The more I read, the more I realized that many Catholics don’t know what it actually means to be Catholic. Unfortunately, this is very evident at Georgetown.

During my first weekend on the Hilltop, I attended the 12:30 p.m. Mass in Dahlgren Chapel. What I found was slightly disturbing.

No one knew when to kneel, stand or sit. The Sign of Peace was out of order. We were told, “This Gospel reading is long, so please be seated.” I asked one of the Mass coordinators about this, and she said, “Oh, this is a loose Mass. If you want, you can attend one of the others. Each has a different flavor.”

And here I was thinking that the Mass was the same everywhere.

Every week thereafter I still attended Mass at Dahlgren. Every week, I became more disturbed.

I found the Sign of Peace out of place at every Mass I went to. The Nicene Creed was left out, as was the Gloria. A layperson read the Gospel, instead of a priest or deacon. The Lesser Doxology (“Through him, with him, in him .”) was said by the entire church, when it is only supposed to be said by the priest. No one kneeled at the consecration. To sum it up, there was confusion.

I couldn’t find the sense of wonder, the sense of mystery that I found when I attended Mass at home and at other parishes.

The Holy Sacrifice of the Mass is the highest form of worship in the Catholic Church. Jesus Christ himself instituted it 2,000 years ago. The Catholic Church has continued this practice since its foundation by Christ at the first Pentecost. We have continued the same beliefs without addition or subtraction.

Yet today, it seems that more people want to subtract what has already been established, and add what they feel like adding. Soon we’ll hear that some Catholics don’t believe that Jesus Christ is present in the Eucharist.

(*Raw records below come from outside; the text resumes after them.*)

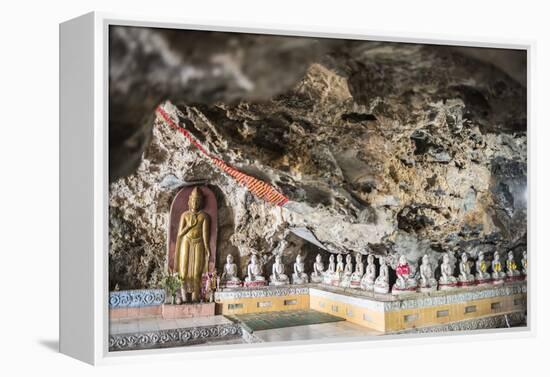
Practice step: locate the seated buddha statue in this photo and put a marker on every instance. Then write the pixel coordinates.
(498, 274)
(465, 276)
(524, 263)
(512, 271)
(336, 277)
(382, 282)
(348, 271)
(318, 270)
(427, 279)
(404, 280)
(229, 276)
(367, 282)
(357, 275)
(447, 280)
(299, 276)
(278, 276)
(254, 272)
(331, 271)
(482, 276)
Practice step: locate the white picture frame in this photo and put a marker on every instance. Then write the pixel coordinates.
(84, 321)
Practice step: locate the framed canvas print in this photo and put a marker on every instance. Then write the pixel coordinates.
(228, 188)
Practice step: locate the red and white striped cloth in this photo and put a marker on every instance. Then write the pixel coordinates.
(256, 186)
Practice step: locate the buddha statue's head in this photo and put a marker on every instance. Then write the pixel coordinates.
(425, 259)
(195, 199)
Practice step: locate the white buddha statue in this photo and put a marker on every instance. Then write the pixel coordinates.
(447, 280)
(331, 271)
(229, 276)
(357, 275)
(318, 270)
(465, 276)
(367, 282)
(512, 271)
(498, 274)
(336, 277)
(278, 276)
(299, 276)
(404, 280)
(382, 282)
(254, 272)
(482, 267)
(348, 271)
(427, 279)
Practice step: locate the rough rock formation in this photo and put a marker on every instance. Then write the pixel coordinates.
(382, 148)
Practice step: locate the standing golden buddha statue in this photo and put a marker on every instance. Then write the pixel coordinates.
(193, 246)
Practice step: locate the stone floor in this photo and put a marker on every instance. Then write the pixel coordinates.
(333, 330)
(134, 325)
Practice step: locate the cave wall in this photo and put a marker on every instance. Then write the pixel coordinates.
(382, 148)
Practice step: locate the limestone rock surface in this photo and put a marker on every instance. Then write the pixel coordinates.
(381, 148)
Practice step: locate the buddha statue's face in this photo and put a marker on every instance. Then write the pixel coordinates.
(195, 201)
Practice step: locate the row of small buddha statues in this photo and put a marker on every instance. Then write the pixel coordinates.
(346, 275)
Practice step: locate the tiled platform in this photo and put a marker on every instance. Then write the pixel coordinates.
(276, 320)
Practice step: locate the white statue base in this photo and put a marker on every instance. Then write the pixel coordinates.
(427, 289)
(278, 283)
(447, 286)
(487, 281)
(231, 284)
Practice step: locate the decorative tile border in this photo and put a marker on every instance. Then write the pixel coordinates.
(173, 337)
(136, 298)
(452, 297)
(239, 293)
(492, 322)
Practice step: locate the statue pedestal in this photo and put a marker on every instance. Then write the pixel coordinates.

I am not uber-religious, nor do I have a desire to become a priest. I only follow the beliefs of my religion, and not invent my own when I don’t feel like believing something, and still call it Catholicism.

Catholicism at Georgetown needs to go back to its apostolic and Catholic roots. We need to follow the Mass as it is written, and not rearrange it, change it or add to it when we feel like it. We need to stop trying to be politically correct and accept our beliefs for what they are.

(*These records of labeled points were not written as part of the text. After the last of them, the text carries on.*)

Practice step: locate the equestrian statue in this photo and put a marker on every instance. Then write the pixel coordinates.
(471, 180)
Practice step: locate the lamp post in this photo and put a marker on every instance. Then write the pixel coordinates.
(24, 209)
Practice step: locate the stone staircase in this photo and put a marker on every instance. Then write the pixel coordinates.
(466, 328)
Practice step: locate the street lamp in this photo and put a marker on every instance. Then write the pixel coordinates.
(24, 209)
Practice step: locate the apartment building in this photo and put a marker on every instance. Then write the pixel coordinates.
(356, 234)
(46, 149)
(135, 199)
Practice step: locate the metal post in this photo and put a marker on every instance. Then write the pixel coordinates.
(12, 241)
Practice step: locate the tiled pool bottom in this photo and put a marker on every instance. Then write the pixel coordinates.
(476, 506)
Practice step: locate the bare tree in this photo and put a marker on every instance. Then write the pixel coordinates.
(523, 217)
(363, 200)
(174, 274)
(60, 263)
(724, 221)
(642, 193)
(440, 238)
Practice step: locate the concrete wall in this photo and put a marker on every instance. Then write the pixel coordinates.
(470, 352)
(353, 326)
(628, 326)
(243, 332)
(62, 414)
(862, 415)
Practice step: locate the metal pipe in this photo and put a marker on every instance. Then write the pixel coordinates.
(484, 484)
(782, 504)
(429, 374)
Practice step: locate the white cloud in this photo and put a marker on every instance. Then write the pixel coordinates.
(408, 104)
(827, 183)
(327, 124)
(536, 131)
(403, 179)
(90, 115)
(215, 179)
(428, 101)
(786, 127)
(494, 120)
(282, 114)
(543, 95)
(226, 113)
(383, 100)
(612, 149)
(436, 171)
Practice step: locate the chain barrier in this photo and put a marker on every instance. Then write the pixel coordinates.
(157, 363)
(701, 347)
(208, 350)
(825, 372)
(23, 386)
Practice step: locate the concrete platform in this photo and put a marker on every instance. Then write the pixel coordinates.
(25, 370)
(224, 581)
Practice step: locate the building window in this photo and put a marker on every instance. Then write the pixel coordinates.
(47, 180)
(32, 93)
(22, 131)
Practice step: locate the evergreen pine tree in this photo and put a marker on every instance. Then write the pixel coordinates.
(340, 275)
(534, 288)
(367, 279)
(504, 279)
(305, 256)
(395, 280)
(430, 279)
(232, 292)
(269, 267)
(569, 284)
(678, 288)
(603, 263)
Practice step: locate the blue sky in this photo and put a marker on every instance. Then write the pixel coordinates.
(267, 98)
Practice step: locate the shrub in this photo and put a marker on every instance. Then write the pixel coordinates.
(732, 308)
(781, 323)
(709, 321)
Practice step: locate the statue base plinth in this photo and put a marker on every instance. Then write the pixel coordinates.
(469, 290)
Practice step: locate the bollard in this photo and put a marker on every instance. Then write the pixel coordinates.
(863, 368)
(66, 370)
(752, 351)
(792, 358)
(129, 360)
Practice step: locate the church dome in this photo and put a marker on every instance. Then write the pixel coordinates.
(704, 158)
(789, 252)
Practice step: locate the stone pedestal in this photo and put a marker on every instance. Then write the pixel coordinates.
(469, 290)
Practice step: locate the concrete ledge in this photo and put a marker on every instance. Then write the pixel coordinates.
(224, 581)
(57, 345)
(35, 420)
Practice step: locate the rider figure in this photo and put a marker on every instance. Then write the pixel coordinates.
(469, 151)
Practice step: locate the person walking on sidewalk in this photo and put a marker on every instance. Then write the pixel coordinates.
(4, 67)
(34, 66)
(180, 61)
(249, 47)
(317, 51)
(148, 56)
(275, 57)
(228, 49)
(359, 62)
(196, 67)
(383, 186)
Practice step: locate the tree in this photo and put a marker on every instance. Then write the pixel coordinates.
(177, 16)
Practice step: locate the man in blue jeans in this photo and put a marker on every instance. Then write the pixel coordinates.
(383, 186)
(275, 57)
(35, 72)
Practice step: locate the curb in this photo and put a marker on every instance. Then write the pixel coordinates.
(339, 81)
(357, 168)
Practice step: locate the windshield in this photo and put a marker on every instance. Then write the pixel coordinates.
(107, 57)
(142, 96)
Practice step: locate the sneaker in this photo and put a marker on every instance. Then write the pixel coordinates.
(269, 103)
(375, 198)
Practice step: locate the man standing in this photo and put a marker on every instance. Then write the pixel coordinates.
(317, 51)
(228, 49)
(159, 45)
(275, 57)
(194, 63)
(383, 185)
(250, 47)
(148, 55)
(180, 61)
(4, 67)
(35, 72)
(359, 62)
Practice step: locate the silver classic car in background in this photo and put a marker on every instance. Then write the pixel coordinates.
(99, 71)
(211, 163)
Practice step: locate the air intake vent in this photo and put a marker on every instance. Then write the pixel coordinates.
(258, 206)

Catholicism is the foundation of Georgetown. Take it away, and we lose the identity of our school. As the first Catholic and Jesuit university in the United States, we should be an example to the rest of the country and the world. Yet, it seems that we are distancing ourselves from the very Catholicism that we claim to believe in.

It is time to follow the Mass as it is supposed to be celebrated, not in any way we feel like celebrating it. It is time to remember that Catholicism holds a unique position in Christianity, yet not persecute others because of that belief.

It is time for us to take our dusty Catechisms down from the bookshelf and read about our beliefs. Catholicism is not one of the multitude of “make it up as you go along, feel good for an hour” religions that we find today.

We don’t need to be ashamed of our beliefs, and all Catholic Hoyas need to realize that. I hope I’m not the only one who sees that making the Church more liberal in belief and practice is wrong.

Jason Johnson is a freshman in the College.